Charles recounts experiences of studying MSc Environment and Sustainable Development at the Development Planning Unit
I am half Irish, half Swiss but grew up in Hong Kong. Initially my interest lay in biochemistry, but I changed my mind after the first year of my undergraduate degree at the University of Zürich.
I proceeded to change course entirely and do a Bachelor’s degree in Comparative Politics at the University of Bergen (UiB), Norway, teaching myself Norwegian in the process. My last semester at UiB saw me simultaneously working full time with the city government of Bergen – coordinating and writing their application to join the UNESCO Creative Cities Network of Gastronomy.
Upon completion of my undergrad in 2013 I moved to Oslo. I had always had a keen interest in environmental issues, and my job there gave me enough free time to pursue this interest, which had been refined from general environmental concerns, to the necessity of a radical shift in the way that the global society and economy operates, from its current trajectory to a more sustainable path. My recent reading of “Limits to Growth” at the time had a massive influence on this decision.
With my background in politics and a firm belief that a key component for sustainable transformation would have to come from a change in government policies, I joined the management team of the Norwegian Development Fund’s youth branch, which was running a project to try and lobby the Norwegian government to set up an “Ombudsman for Future Generations”. This was to be a type of QuANGO that would advise the government on the future impact of its current proposals, and advise on more “sustainable”, long term development policy.

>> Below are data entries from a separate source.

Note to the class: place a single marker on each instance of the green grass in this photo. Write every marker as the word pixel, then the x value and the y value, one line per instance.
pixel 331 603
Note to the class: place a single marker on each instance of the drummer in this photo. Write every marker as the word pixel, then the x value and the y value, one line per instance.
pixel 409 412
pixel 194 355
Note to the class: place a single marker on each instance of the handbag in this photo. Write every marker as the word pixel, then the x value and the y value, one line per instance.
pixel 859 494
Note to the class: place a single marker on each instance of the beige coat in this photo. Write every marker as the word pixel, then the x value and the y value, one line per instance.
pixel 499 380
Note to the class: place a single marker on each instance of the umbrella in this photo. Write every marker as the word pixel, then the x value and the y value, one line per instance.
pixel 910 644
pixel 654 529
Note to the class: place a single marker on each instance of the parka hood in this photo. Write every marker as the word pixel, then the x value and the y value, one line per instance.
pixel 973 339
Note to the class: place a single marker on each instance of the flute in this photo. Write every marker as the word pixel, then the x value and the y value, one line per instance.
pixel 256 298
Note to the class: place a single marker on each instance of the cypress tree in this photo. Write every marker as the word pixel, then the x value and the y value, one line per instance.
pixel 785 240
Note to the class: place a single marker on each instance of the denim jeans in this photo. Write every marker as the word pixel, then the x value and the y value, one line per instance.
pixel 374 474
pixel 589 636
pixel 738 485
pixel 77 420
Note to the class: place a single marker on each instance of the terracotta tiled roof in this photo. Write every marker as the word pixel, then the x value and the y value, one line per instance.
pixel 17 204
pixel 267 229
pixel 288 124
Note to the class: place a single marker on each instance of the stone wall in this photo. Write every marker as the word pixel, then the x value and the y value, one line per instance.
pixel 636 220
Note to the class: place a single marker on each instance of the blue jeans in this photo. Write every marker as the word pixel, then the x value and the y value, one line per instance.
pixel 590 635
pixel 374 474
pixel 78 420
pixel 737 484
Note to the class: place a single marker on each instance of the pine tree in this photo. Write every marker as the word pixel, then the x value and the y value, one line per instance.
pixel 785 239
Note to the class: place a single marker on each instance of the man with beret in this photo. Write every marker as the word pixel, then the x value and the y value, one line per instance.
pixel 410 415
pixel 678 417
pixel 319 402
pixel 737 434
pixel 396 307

Half way through my time in Oslo, I decided to do a master’s degree to deepen my understanding and pursue a career in sustainable development. I happened upon the ESD course at UCL, which was especially appealing to me as it combined the theoretical with the practical.
In reflection, the course as a whole has been incredibly eye opening for me. It has given me the tools to critically analyse the social and physical aspects of sustainable development, particularly in urban areas, at all stages of implementation and to identify the challenges and opportunities that this kind of development involves, taking environmental and social needs into account.
I now also have a much better understanding of what meaningful and superficial sustainable development looks like, and have been provided with the arguments to challenge the status quo with regards to mainstream development practice. The fieldwork trip to Lima, apart from being a practical experience, was also an incredible and highly emotional journey that I would never have done otherwise.
Just three weeks after having completed the course, I was contacted by Bloomberg Philanthropies, regarding a position in their Government Innovation section, which works with mayors and city governments all around the world to encourage, identify, fund and provide technical assistance for innovative solutions for some of the most pressing challenges faced by cities today.
The ESD course has proven highly valuable with my job thus far and undoubtedly played a huge role in me being contacted in the first place.